Прости меня, друг мой, Димка, я не виноват, что ты тогда обогнал меня, просто так получилось, что ты меня обогнал, но все-таки прости меня…
40
После смерти Щербакова его койка несколько дней простояла свободной, чернея ржавой железной сеткой. Я часами смотрел на эту сетку, скосив глаза, и мне не верилось, что Павла Михайловича уже нет, что я больше никогда не увижу, как шевелятся его мохнатые брови, не услышу песен его - так и звенело в ушах: "Ой ты, степь широ-о-кая-а, степь раздоль-на-а-я-а…"- и это короткое слово - никогда! - пугало меня своей определенностью и непреложностью: никогда - значит, никогда! По ночам он снился мне таким, каким я его в первый раз увидел: с темно-карими прищуренными глазами, с искусанными от боли губами, горевшими на скуластом, усыпанном черными пороховыми точками лице, в желтоватой больничной рубахе, не сходившейся на могучей, заросшей золотистыми волосами груди, - и я заходился криком от страха и жалости.
А потом койку снова застелили чистым бельем, и на ней надолго обосновался вертлявый старичок, Самсон Аполлинариевич Евзиков, дрябленький, со свернутым вправо, огромным, как флюгер, носом. Только этот нос и был виден на его лице да еще бородавка с двухкопеечную монету над левой бровью. На бородавке кисточкой росли тоненькие седые волосы, их кончики были завиты штопором, помню, мне так захотелось дернуть за эту кисточку, аж руки зачесались…
Едва появившись в палате, старичок торжественно назвал свою фамилию, имя и отчество и тут же принялся расспрашивать меня про больничное житье-бытье. Голос у него был мягкий, тихий, взгляд пристальный, ласковый, и я охотно отвечал ему, радуясь, что больше не будет у меня перед глазами этой проклятой проржавленной сетки.

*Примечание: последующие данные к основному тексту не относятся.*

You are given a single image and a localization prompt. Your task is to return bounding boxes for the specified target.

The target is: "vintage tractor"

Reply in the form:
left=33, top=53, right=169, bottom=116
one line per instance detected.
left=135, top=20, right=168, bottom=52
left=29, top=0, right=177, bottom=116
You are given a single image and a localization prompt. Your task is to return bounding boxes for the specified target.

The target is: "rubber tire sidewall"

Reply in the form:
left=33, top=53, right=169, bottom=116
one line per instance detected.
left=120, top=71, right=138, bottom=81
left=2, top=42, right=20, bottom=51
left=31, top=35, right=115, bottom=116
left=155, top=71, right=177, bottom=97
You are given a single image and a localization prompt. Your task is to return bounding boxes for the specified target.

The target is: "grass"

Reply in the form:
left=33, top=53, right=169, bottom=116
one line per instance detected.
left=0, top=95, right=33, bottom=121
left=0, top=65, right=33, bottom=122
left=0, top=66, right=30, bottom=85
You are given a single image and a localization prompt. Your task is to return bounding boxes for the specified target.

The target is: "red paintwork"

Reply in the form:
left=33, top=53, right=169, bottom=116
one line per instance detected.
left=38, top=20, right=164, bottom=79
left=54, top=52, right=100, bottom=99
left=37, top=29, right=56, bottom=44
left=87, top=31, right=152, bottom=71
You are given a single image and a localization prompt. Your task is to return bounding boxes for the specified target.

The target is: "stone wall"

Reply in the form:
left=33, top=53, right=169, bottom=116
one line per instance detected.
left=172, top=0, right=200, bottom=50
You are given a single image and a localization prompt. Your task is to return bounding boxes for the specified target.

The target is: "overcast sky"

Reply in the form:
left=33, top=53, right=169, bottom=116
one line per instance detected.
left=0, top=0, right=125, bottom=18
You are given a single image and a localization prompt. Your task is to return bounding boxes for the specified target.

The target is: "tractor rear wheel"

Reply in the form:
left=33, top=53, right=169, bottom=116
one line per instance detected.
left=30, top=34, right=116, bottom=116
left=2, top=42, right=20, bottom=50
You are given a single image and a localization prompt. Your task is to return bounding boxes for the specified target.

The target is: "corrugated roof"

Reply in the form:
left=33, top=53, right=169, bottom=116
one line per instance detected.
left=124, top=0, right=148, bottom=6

Интересовался Евзиков в основном, чем кормят, да сколько раз в день, да дают ли на третье компот. Компота не давали, и это почему-то очень опечалило его - старик сразу поскучнел, вытер пальцами слезящиеся глаза и повыше натянул одеяло.
- Зачем тебе, такому старому, компот? - выкручивая тряпку, сумрачно сказала тетя Даша (она как раз в это время кончила мыть в нашей палате пол). - Тебе вон богу молиться надо, что из-под машины, живого достали, а ты про ласунки думаешь… Срастутся кости - еще скакать будешь. А тут такой мужик… - Она всхлипнула, прижала тряпку к груди, и по ее халату к ногам потекла грязная струйка.
За эти несколько дней тетя Даша осунулась и похудела. У нее заострился кончик носа, на впавших щеках углами выступили скулы, под красными, как у ангорского кролика, опухшими глазами лиловели мешки. Раньше она была быстрой, резкой в движениях, а сейчас стала медлительной: сделает шаг - и застынет, словно начисто забыла, куда и зачем шла, и вот стоит, вспоминает - никак вспомнить не может, пока тихонько не окликнешь ее, и тогда она круто, как лошадь, замотает головой и сделает следующие шаг-два, чтоб снова оцепенеть.
Она стояла, прижимая к груди грязную тряпку, свернутую жгутом, и размочаленный конец этого жгута раскручивался, оставляя на ее халате темные полосы, и тоненький грязный ручеек сбегал по нему - даже пятнышка раньше я не видел на халате тети Даши; Щербаков все подшучивал, что такой чистюли и аккуратистки, как она, наверно, больше во всем мире нет, и его слова были приятны ей, потому что она чуть приметно краснела и отмахивалась: мол, да ну тебя…
А кто теперь скажет ей такие слова, старикашка этот, что ли?…
- А я и молюсь, а я и молюсь, сестра - подхватился Евзиков, будто его из-под низу пырнули шилом. - И тебе молиться нужно, вижу, большая печаль на тебе, большой камень на душе лежит. Ты сядь, сядь сюда, - он суетливо завозился на кровати, освобождая ей место, - я тебя истинному богу молиться научу. Не тому, которого на досках малюют богомазы мерзкие, а тому, кого в сердцах носят. Такие слова скажу - вся твоя тоска-печаль исцелится, - торопливо пришептывал он, вытирая пальцами глаза.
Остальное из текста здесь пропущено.